Binary classification using LogisticRegression and SVM

Unlike linear regression, wherein we predicted continuous values for the outcome (the y variable), logistic regression and the Support Vector Machine (SVM) are used to predict just one out of the n possibilities for the outcome (the y variable). If the outcome is one of two possibilities, then the classification is called a binary classification.

Logistic regression, when used for binary classification, looks at each data point and estimates the probability of that data point falling under the positive case. If the probability is less than a threshold, then the outcome is negative (or 0); otherwise, the outcome is positive (or 1).

As with any other supervised learning techniques, we will be providing training examples for logistic regression. We then add a bit of code for feature extraction and let the algorithm create a model that encapsulates the probability of each of the features belonging to one of the binary outcomes.

What SVM tries to do is map all of the training data as points in the feature space. The algorithm comes up with a hyperplane that separates the positive and negative training examples in such a way that the distance (margin band) between them is maximum.

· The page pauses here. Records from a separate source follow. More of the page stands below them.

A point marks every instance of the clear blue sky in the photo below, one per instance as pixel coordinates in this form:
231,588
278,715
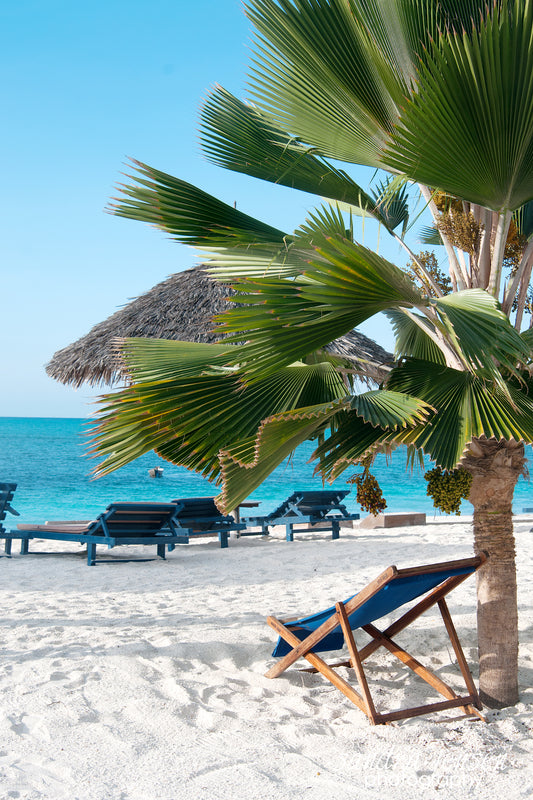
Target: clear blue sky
84,87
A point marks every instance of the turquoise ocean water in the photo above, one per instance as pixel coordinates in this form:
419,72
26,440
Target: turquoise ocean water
46,458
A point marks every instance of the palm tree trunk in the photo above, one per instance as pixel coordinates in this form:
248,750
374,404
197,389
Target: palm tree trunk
495,468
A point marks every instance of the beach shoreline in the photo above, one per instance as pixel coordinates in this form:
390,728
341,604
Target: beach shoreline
144,680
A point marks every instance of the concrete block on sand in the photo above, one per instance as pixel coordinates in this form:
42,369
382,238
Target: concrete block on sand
393,520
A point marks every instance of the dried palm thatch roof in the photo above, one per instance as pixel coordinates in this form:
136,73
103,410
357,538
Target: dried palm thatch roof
182,307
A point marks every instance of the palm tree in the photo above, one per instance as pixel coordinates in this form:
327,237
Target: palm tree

This is better illustrated with a diagram:

Binary classification using LogisticRegression and SVM

When a new and unseen data point comes up for prediction, the algorithm looks at that point and tries to find the closest point to the input data point. The label corresponding to that point will be predicted as the label for the input point as well.

How to do it...

Both the implementations of LogisticRegression and SVM in Spark use L2 regularization by default, but we are free to switch to L1 by setting the updater explicitly.

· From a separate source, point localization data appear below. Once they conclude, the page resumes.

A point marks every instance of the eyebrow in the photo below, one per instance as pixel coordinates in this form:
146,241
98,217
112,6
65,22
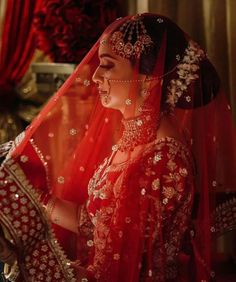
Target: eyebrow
106,55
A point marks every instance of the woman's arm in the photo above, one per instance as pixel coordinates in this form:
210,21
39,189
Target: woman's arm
7,253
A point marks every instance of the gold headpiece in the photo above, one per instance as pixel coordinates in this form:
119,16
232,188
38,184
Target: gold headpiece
133,30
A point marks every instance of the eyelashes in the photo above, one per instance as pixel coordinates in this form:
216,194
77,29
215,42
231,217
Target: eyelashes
106,66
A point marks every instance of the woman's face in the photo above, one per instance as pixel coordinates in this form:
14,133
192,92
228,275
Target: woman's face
113,94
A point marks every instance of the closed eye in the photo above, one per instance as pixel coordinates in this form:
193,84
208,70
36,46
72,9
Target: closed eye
106,66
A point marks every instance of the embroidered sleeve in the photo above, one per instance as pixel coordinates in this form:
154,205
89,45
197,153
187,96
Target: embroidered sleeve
168,185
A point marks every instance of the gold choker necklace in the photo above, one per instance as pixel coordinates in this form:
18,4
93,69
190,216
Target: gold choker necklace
138,131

In this recipe, we'll classify a spam/ham dataset (https://archive.ics.uci.edu/ml/datasets/SMS+Spam+Collection) against three variants of classification algorithms:

  • Logistic regression with SGD as the optimization algorithm
  • Logistic regression with BFGS as the optimization algorithm
  • Support vector machine with SGD as the optimization algorithm

The BFGS optimization algorithm provides the benefits of converging to the minimum faster than SGD. Also, for BFGS, we need not break our heads coming up with an optimal learning rate.

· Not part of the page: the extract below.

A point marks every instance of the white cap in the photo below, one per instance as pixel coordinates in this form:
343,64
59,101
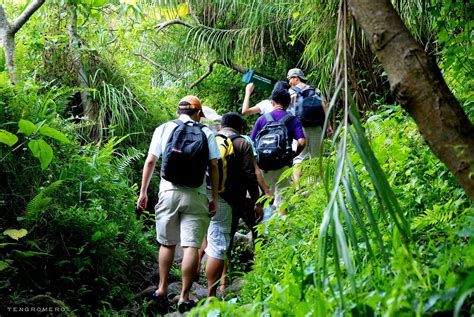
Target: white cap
211,114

Let's summarize the steps:

  1. Importing the data.
  2. Tokenizing the data and converting it into LabeledPoints.
  3. Factoring the Inverse Document Frequency (IDF).
  4. Preparing the training and test data.
  5. Constructing the algorithm.
  6. Training the model and predicting the test data.
  7. Evaluating the model.

Importing the data

As usual, our input data is in the form of a text file—SMSSpamCollection. The data file looks like this:

Importing the data

As we can see, the label and the data are separated by a tab. So, while reading each line, we split the label and the content, and then populate a simple case class named Document. This Document class is just a temporary placeholder. In the next step, we'll convert these documents into LabeledPoints:

//Frankly, we could make this a tuple but this looks neat
  case class Document(label: String, content: String)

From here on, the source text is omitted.